Neural stimulation systems based on electrical inputs already use feedback to control to fine tune their effects, but a device developed at the Georgia Institute of Technology is the first to provide similar control for optical stimulation.
Georgia Tech doctoral student Riley Zeller-Townson demonstrates preparation of a cell culture for placement into the optoclamp. Courtesy of Rob Felt/Georgia Tech.
"Our work establishes a versatile test bed for creating the responsive neurotherapeutic tools of the future," said Steve Potter, an associate professor in the Wallace H. Coulter Department of Biomedical Engineering at Georgia Tech and Emory University. "Neural modulation therapies of the future, whether they be targeted drug delivery, electrical stimulation or even light-plus-optogenetics through fiber optics, will all be closed loop. That means they will be responsive to the moment-to-moment needs of the nervous system."
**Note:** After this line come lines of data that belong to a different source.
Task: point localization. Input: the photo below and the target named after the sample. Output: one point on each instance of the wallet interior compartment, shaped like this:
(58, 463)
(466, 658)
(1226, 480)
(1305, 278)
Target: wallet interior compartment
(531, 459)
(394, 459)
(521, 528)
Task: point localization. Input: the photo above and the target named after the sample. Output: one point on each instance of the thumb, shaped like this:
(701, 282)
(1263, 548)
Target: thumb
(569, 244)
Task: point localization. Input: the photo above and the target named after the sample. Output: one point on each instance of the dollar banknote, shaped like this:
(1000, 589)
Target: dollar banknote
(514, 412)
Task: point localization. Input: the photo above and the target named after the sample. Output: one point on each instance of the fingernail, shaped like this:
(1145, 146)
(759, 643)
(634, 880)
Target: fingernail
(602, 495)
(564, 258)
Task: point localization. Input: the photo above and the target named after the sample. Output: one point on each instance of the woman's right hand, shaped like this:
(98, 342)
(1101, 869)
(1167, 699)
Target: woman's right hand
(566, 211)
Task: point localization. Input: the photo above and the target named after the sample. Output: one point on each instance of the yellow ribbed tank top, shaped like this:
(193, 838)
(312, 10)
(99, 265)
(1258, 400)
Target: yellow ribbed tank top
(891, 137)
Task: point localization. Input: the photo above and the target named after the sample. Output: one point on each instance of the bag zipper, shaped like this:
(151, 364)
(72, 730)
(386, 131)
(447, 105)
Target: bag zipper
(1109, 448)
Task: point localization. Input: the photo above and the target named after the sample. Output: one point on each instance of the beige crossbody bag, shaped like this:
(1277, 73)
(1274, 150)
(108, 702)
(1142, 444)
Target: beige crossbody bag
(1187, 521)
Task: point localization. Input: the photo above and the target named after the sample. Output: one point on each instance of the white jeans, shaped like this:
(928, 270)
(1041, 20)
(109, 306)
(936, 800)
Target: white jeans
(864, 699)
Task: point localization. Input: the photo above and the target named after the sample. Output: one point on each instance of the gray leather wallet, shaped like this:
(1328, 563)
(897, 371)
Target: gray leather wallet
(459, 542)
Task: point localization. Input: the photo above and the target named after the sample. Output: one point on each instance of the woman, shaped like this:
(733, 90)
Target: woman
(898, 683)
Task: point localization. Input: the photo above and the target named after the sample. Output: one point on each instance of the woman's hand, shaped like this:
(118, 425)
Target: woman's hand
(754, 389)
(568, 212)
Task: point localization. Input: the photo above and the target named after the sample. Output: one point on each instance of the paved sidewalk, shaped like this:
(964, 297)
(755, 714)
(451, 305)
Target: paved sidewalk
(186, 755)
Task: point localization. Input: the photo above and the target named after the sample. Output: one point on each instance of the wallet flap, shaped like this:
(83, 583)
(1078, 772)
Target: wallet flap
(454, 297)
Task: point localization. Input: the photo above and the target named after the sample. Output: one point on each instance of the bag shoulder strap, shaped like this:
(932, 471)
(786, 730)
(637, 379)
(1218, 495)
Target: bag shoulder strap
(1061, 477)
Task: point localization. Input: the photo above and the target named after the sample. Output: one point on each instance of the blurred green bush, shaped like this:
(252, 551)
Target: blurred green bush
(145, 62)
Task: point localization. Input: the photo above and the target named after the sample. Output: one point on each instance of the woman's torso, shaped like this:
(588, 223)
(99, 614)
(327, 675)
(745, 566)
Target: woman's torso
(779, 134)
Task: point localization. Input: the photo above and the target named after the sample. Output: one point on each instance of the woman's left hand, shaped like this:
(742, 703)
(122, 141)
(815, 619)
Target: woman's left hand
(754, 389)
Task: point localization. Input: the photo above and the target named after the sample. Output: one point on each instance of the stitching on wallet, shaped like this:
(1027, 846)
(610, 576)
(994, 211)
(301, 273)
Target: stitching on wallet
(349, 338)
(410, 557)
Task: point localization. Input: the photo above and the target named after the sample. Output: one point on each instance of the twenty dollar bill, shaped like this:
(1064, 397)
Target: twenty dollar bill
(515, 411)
Optogenetics involves placing genes that express light-sensitive proteins into mammalian cells that normally lack such proteins. When the proteins are illuminated with specific wavelengths of light, they change the behavior of the cells, introducing certain types of ions or pushing ions out of the cells to alter electrical activity.
Without a feedback loop, scientists could only assume that the optical signals were having the desired effects or try to confirm at the end of the experiment that those effects had been achieved.
To address this shortcoming, the Georgia Tech researchers created an open-source technology called the optoclamp.
The technique uses a computer to acquire and process the neuronal response to the optical stimulus in real time and then vary the light input to maintain a desired firing rate. By providing precise optical control of firing in neuronal populations, the technology could help disentangle causally related variables of circuit activation, the researchers said.
The full stimulation light train of the optoclamp, which uses a computer to acquire and process the neuronal response to optical stimuli in real time and then vary the light input to maintain a desired firing rate. Courtesy of Georgia Tech.
Studying the effects of open-loop optical stimulation on neural systems, the researchers found considerable variation in the responses of neuronal networks grown on multielectrode arrays and in the neurons of animal models.
"The same stimulus pattern can produce highly variable levels of activity," said Jon Newman, who built the optoclamp while a doctoral student in Georgia Tech’s Laboratory for Neuroengineering. He is now a postdoctoral researcher at MIT.
"The amount of optical stimulation needed to achieve the same level of activity varied by orders of magnitude, depending on the population that was being controlled, or even in the same type of cells and preparation, but within different subjects."
With colleagues at Emory University, the researchers also explored homeostatic plasticity, a phenomenon that results from a lack of neural stimulation.
Scientists had believed that the effect was controlled by the firing rate of cells, but work with the optoclamp showed instead that neurotransmission levels were responsible.
"Effectively, we were able to decouple two things that are normally very closely related," Newman said. "This is potentially a very big deal in terms of developing therapies for aberrant forms of synaptic plasticity."
Potential applications include treating chronic pain, epilepsy, tinnitus, phantom limb syndrome and other nervous systems disorders where the brain has overreacted to the loss of normal inputs.
Funding came from the National Institutes of Health and the National Science Foundation
The research was published in eLife (doi: 10.7554/eLife.07192 [open access]) and Nature Communications (doi: 10.1038/ncomms7339).